# TEST_SUITE_TPC_H-PART_2.md — TPC-H Test Suite Enhancements

> **TPC-H Fair Use:** This workload is *derived from* the TPC-H Benchmark
> specification but does **not** constitute a TPC-H Benchmark result.
> "TPC-H" and "TPC Benchmark" are trademarks of the Transaction Processing
> Performance Council ([tpc.org](https://www.tpc.org/)).

**Status:** Complete (T2 IMMEDIATE allowlist pending population from a real run)  
**Date:** 2026-03-09 (updated 2026-03-10)  
**Branch:** `test-suite-tpc-h-gaps`  
**Scope:** Second wave of TPC-H test suite improvements, building on the
complete 22/22 passing baseline from `PLAN_TEST_SUITE_TPC_H.md`.

---

## Motivation

The original TPC-H suite (Phase 1–3 + sustained churn) proves the core DBSP
invariant for DIFFERENTIAL and FULL refresh modes. Now that 22/22 queries
pass cleanly, there are meaningful correctness gaps that require new tests
rather than new DVM fixes:

1. **IMMEDIATE mode is not exercised** — The IVM trigger path (`TransitionTable`
   delta source, statement-level AFTER triggers) is completely different from
   the DIFFERENTIAL path (`ChangeBuffer`, background refresh). The only IVM
   coverage today is `e2e_topk_tests.rs`, which uses simple ORDER BY + LIMIT
   queries. Complex join/aggregate queries are not tested.

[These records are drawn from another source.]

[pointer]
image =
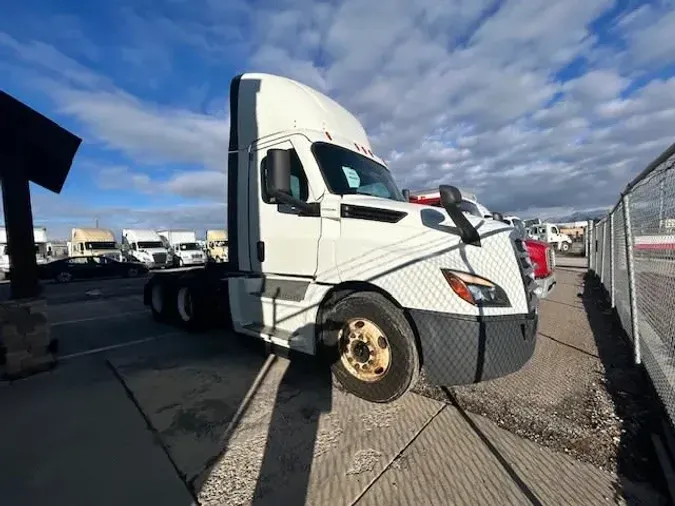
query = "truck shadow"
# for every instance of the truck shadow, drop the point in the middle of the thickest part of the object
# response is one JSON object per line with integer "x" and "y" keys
{"x": 238, "y": 423}
{"x": 634, "y": 404}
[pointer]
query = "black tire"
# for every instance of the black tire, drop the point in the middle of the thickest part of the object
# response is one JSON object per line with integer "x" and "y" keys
{"x": 63, "y": 277}
{"x": 159, "y": 300}
{"x": 403, "y": 368}
{"x": 190, "y": 308}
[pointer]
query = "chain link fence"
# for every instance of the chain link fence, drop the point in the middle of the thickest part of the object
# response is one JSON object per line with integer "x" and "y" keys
{"x": 632, "y": 251}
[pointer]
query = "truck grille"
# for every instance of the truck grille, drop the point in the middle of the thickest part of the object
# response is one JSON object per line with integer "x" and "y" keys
{"x": 550, "y": 258}
{"x": 526, "y": 272}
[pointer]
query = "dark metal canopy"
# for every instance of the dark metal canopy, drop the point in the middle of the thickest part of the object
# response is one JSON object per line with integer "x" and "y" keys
{"x": 32, "y": 148}
{"x": 45, "y": 149}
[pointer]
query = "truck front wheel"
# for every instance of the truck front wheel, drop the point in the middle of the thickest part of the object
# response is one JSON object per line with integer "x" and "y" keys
{"x": 371, "y": 347}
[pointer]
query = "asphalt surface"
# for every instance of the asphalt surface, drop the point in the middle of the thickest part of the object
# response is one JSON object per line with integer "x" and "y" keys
{"x": 140, "y": 413}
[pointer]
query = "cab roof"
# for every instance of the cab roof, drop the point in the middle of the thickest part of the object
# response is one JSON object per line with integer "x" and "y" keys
{"x": 270, "y": 104}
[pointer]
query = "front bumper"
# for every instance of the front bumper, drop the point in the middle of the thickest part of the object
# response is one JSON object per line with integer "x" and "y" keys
{"x": 458, "y": 349}
{"x": 545, "y": 286}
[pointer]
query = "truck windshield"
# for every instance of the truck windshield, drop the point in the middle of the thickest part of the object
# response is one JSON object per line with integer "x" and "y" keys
{"x": 150, "y": 244}
{"x": 348, "y": 173}
{"x": 100, "y": 245}
{"x": 520, "y": 227}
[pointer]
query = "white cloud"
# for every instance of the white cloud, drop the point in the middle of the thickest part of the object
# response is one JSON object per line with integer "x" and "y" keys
{"x": 147, "y": 131}
{"x": 204, "y": 184}
{"x": 466, "y": 92}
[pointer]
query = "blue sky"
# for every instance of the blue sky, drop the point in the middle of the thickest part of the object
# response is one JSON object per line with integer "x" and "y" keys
{"x": 541, "y": 107}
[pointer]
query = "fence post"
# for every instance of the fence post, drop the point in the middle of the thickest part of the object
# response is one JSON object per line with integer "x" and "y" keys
{"x": 612, "y": 262}
{"x": 592, "y": 250}
{"x": 630, "y": 266}
{"x": 589, "y": 242}
{"x": 602, "y": 253}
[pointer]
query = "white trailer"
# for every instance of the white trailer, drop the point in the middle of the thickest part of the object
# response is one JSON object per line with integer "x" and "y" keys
{"x": 41, "y": 256}
{"x": 184, "y": 246}
{"x": 145, "y": 246}
{"x": 216, "y": 245}
{"x": 327, "y": 257}
{"x": 547, "y": 232}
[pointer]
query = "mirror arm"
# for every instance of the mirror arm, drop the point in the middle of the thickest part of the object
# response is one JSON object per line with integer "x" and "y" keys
{"x": 289, "y": 200}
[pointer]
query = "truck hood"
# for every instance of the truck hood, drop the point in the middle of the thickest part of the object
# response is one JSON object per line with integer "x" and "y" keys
{"x": 426, "y": 216}
{"x": 405, "y": 256}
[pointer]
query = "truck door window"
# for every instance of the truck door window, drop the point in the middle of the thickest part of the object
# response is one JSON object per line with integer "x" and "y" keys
{"x": 299, "y": 183}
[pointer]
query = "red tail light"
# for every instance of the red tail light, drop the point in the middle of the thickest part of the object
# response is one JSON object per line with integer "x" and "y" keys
{"x": 539, "y": 256}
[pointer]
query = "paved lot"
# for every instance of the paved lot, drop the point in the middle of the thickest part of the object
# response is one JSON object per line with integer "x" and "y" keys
{"x": 137, "y": 413}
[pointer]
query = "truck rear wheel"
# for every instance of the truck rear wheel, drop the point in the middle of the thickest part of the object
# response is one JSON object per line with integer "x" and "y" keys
{"x": 191, "y": 309}
{"x": 371, "y": 347}
{"x": 161, "y": 311}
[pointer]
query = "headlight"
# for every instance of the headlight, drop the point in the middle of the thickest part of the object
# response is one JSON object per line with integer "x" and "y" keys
{"x": 476, "y": 290}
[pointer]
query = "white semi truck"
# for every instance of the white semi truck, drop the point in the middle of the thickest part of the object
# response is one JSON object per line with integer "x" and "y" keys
{"x": 547, "y": 232}
{"x": 41, "y": 253}
{"x": 88, "y": 242}
{"x": 216, "y": 245}
{"x": 327, "y": 258}
{"x": 184, "y": 247}
{"x": 146, "y": 246}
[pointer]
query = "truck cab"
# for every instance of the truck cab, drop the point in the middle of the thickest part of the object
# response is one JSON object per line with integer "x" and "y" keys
{"x": 184, "y": 247}
{"x": 549, "y": 233}
{"x": 88, "y": 242}
{"x": 328, "y": 258}
{"x": 216, "y": 245}
{"x": 145, "y": 246}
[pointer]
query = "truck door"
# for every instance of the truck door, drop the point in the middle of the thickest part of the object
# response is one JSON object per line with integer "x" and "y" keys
{"x": 285, "y": 242}
{"x": 283, "y": 252}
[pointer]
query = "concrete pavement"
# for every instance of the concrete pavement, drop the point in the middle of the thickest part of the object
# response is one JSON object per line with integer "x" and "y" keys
{"x": 138, "y": 413}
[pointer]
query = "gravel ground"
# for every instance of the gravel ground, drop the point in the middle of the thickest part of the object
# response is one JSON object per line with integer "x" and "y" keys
{"x": 580, "y": 393}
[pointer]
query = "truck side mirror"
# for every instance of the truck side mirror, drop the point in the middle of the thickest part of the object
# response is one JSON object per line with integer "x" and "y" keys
{"x": 278, "y": 172}
{"x": 450, "y": 199}
{"x": 278, "y": 180}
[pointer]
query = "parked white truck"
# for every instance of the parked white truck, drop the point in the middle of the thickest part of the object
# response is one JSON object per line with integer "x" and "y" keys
{"x": 184, "y": 246}
{"x": 216, "y": 245}
{"x": 145, "y": 246}
{"x": 89, "y": 242}
{"x": 546, "y": 232}
{"x": 327, "y": 258}
{"x": 41, "y": 253}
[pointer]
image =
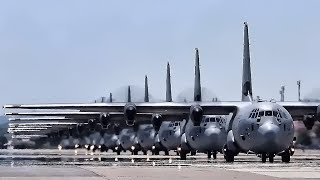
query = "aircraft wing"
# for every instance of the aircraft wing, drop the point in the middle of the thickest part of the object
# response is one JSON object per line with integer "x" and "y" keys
{"x": 298, "y": 109}
{"x": 78, "y": 117}
{"x": 218, "y": 108}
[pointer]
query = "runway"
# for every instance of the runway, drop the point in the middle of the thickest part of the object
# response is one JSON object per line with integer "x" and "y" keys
{"x": 82, "y": 164}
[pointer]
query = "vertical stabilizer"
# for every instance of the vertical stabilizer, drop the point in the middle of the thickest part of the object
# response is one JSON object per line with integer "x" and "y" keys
{"x": 246, "y": 76}
{"x": 129, "y": 94}
{"x": 168, "y": 85}
{"x": 146, "y": 89}
{"x": 197, "y": 85}
{"x": 110, "y": 97}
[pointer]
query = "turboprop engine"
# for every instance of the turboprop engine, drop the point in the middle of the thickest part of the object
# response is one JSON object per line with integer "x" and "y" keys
{"x": 196, "y": 113}
{"x": 156, "y": 121}
{"x": 105, "y": 120}
{"x": 130, "y": 111}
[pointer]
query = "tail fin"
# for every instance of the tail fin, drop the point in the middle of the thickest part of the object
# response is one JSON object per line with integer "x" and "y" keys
{"x": 146, "y": 89}
{"x": 168, "y": 85}
{"x": 110, "y": 97}
{"x": 197, "y": 85}
{"x": 129, "y": 94}
{"x": 246, "y": 73}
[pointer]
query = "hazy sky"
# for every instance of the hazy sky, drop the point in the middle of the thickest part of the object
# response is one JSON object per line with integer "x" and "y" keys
{"x": 75, "y": 51}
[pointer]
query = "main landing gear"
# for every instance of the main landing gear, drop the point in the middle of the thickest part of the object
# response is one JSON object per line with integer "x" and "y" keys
{"x": 212, "y": 154}
{"x": 264, "y": 157}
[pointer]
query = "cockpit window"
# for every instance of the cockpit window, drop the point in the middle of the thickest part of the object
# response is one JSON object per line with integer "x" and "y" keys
{"x": 268, "y": 113}
{"x": 261, "y": 113}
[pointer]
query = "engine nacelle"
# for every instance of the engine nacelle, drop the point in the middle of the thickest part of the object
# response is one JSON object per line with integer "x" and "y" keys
{"x": 70, "y": 132}
{"x": 105, "y": 120}
{"x": 196, "y": 114}
{"x": 308, "y": 121}
{"x": 116, "y": 129}
{"x": 156, "y": 121}
{"x": 130, "y": 112}
{"x": 80, "y": 128}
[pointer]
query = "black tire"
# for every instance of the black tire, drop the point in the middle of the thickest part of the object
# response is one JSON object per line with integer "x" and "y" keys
{"x": 214, "y": 155}
{"x": 229, "y": 157}
{"x": 193, "y": 153}
{"x": 166, "y": 153}
{"x": 145, "y": 152}
{"x": 183, "y": 155}
{"x": 271, "y": 158}
{"x": 264, "y": 157}
{"x": 285, "y": 157}
{"x": 209, "y": 154}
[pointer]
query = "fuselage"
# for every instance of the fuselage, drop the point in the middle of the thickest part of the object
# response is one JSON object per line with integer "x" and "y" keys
{"x": 146, "y": 136}
{"x": 128, "y": 139}
{"x": 170, "y": 134}
{"x": 110, "y": 140}
{"x": 263, "y": 127}
{"x": 211, "y": 135}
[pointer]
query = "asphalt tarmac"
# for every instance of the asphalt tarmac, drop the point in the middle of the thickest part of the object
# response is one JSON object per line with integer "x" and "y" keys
{"x": 83, "y": 164}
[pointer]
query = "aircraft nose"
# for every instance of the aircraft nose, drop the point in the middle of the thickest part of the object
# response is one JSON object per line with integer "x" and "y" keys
{"x": 212, "y": 133}
{"x": 269, "y": 131}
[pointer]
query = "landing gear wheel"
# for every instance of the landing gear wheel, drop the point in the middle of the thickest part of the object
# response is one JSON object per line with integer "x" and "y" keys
{"x": 134, "y": 152}
{"x": 144, "y": 152}
{"x": 209, "y": 154}
{"x": 264, "y": 157}
{"x": 193, "y": 153}
{"x": 214, "y": 155}
{"x": 285, "y": 157}
{"x": 271, "y": 158}
{"x": 183, "y": 155}
{"x": 228, "y": 155}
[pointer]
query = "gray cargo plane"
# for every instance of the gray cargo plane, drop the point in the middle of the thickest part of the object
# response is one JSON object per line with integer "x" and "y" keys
{"x": 264, "y": 128}
{"x": 209, "y": 135}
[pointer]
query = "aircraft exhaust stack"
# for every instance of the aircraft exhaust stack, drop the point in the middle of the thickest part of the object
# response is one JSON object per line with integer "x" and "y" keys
{"x": 129, "y": 94}
{"x": 146, "y": 89}
{"x": 168, "y": 85}
{"x": 110, "y": 97}
{"x": 197, "y": 85}
{"x": 246, "y": 76}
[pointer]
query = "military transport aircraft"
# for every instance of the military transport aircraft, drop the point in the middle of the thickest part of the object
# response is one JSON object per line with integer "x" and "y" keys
{"x": 264, "y": 128}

2. **ROLLBACK correctness is not tested anywhere** — In IMMEDIATE mode, the
   IVM trigger fires inside the user's transaction. A rollback must revert
   the stream table update atomically. No test verifies this property.

3. **Negative `__pgt_count` is not detected** — The current invariant check
   uses multiset equality (EXCEPT ALL). A `__pgt_count < 0` bug can be masked
   if extra and missing rows accidentally cancel out. A direct check costs
   nothing and would catch a whole class of over-retraction bugs.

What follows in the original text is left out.